Société

30 ans pour les gardiens de la vertu

La salle d’audience de la chambre criminelle près la cour d’appel d’El Jadida est archicomble, en ce mardi 20 mai. Au banc des accusés, Abderrahim, Bouchaïb et Laghlimi attendent que le président les appelle pour entamer leur interrogatoire. Bien que risquant une lourde peine, ils ne regrettent pas leur crime. Ils sont convaincus qu’ils l’ont commis avec fierté pour défendre leur honneur et celui de leur douar qui n’est pas très loin d’El Jadida. Quand ils ont été appelés par le président, ils se sont avancé vers le box sans accorder un regard à l’assistance. Leurs parents et leurs familles s’y trouvent et attendent le prononcé du verdict.

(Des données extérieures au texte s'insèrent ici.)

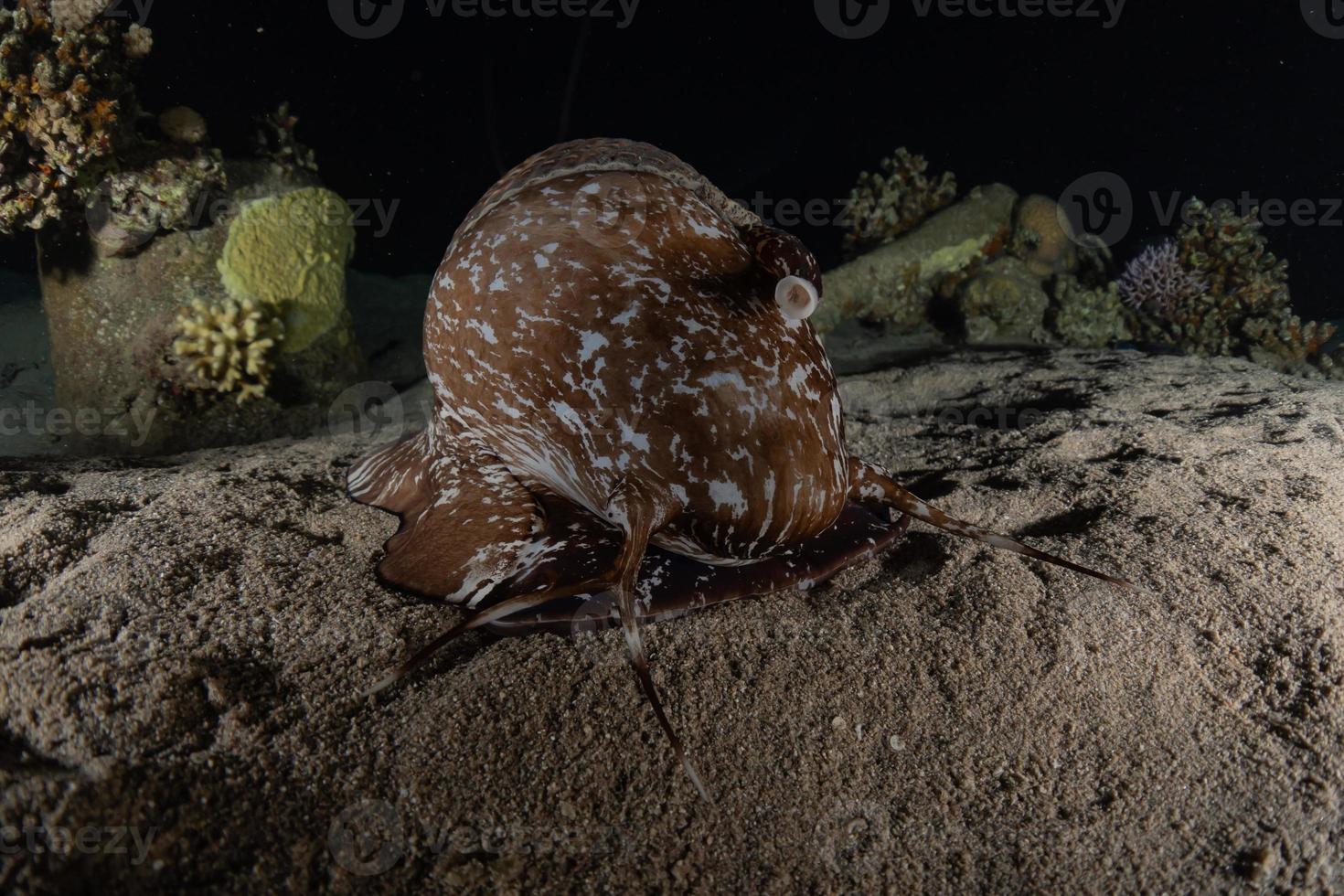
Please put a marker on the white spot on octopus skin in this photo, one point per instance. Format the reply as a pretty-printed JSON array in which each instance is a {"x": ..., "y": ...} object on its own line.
[{"x": 591, "y": 343}]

«Oui, nous l’avons frappé», répond chacun d’eux quand ils ont été interrogés par le président de la cour. Seulement, ils ont tenté de se disculper d’avoir l’intention de le tuer. Ils affirment n’avoir l’idée que de l’«éduquer». L’éduquer à mort ? s’exclame le président. En revanche, ils avaient auparvant déclaré aux enquêteurs de la Gendarmerie Royale qu’ils avaient tué Abdeljebbar avec préméditation. Pourquoi ?

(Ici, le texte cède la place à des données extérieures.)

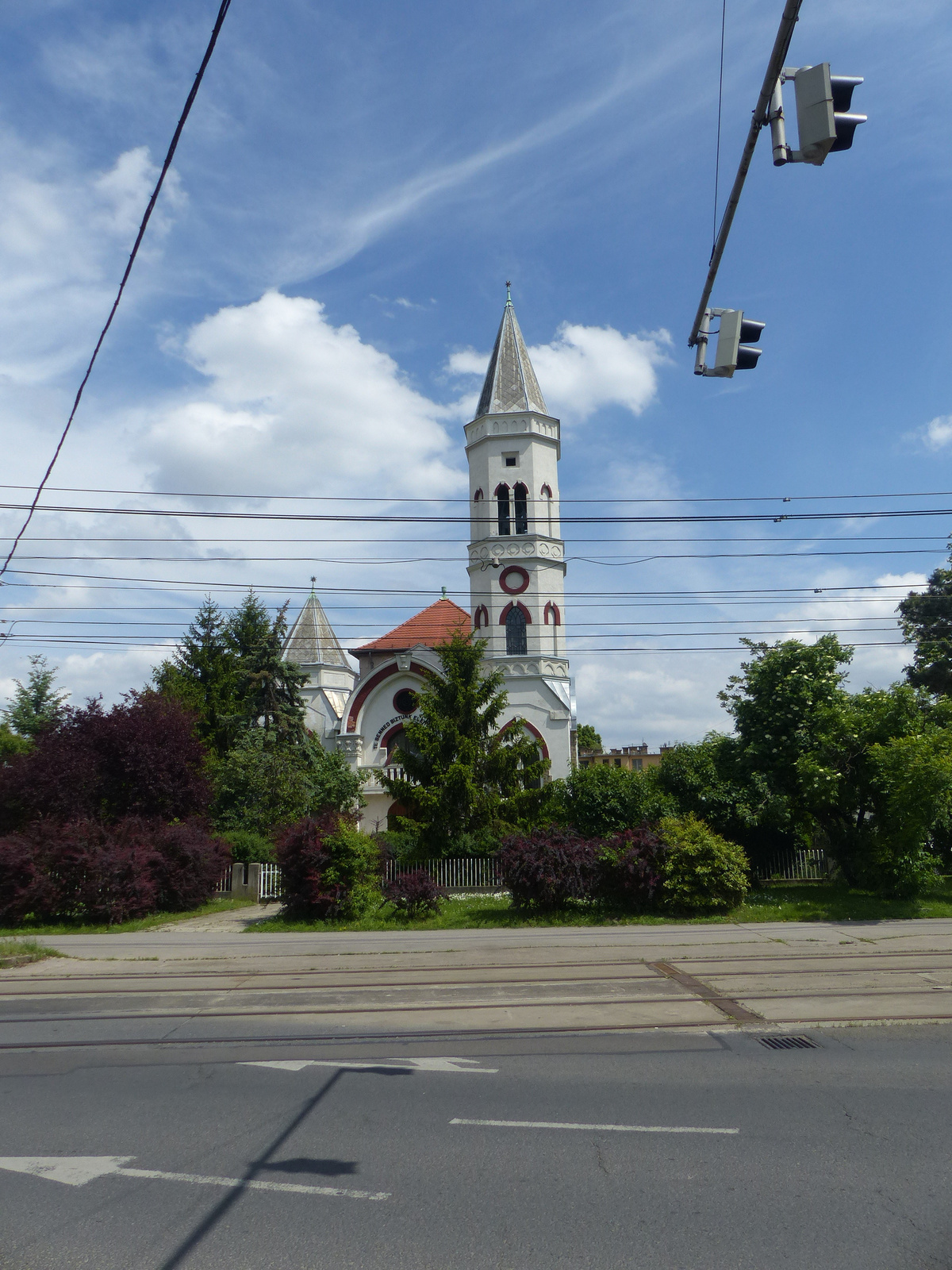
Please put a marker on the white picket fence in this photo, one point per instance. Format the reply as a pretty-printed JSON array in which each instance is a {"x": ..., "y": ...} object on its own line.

Abdeljebar n’était pas un résident de leur douar. Et pourtant, il s’y rendait de temps en temps s’imaginant passer inaperçu. Alors que ses visites successives à la maison de sa maîtresse est le principal sujet de conversation de tous les habitants du douar. Ils sont tous au courant de cet homme qui passe de temps en temps quelques heures chez leur voisine. Son mari est le seul à ne pas être au courant. Il travaille du matin au soir sans avoir le temps de passer quelques minutes avec ses voisins au douar. Parfois, il passe plusieurs jours sans retourner la nuit chez lui. Et personne n’a osé le mettre au courant de l’infidélité de son épouse.
Abderrahim, Bouchaïb et Laghlimi n’ont pas pu supporter les comportements de leur voisine. Comment ose-t-elle se comporter ainsi et inviter un étranger du douar chez elle, loin des yeux de son mari et bafouer ainsi l’honneur du douar ?  Ils ne devaient pas rester les mains croisées et devaient réagir. Mais ils ne savaient pas encore comment s’y prendre. Aviser le mari ? Malmener les deux amants? attaquer l’amant seul ? Le liquider ?
Les trois amis ont déclaré aux enquêteurs avoir décidé de le tuer. Ils ont choisi une nuit de ramadan pour passer à l’action. Quand il est entré chez sa maîtresse après la prière d’Al-Îcha, ils sont restés à  l’attente. Ils ont patienté jusqu’à sa sortie quelques heures plus tard. Ils l’ont suivi jusqu’à un lieu désert, lui ont barré le chemin et lui ont asséné des coups de poings et de pieds avant de lui donner un coup de couteau mortel.
Le lendemain son corps a été découvert par les habitants. Une enquête a été ouverte et les trois auteurs du crime ont été arrêtés deux jours plus tard. Le représentant du ministère public a confirmé, dans son réquisitoire, que le trio avait l’intention de tuer Abdeljebbar. Et il a requis de les condamner pour homicide volontaire avec guet-apens et préméditation. «Il n’y a ni préméditation ni guet-apens», a soutenu la défense, lors de sa plaidoirie. Elle a expliqué que ses clients n’avaient l’intention que de malmener la personne qui a porté atteinte à leur douar. C’est une question d’honneur qui a mal tourné, précise la défense qui a réclamé en fin de sa plaidoirie de faire bénéficier ses trois clients  des circonstances atténuantes. Après délibération, la cour les a jugés coupable pour homicide volontaire et les a condamnés à 30 ans de réclusion criminelle chacun.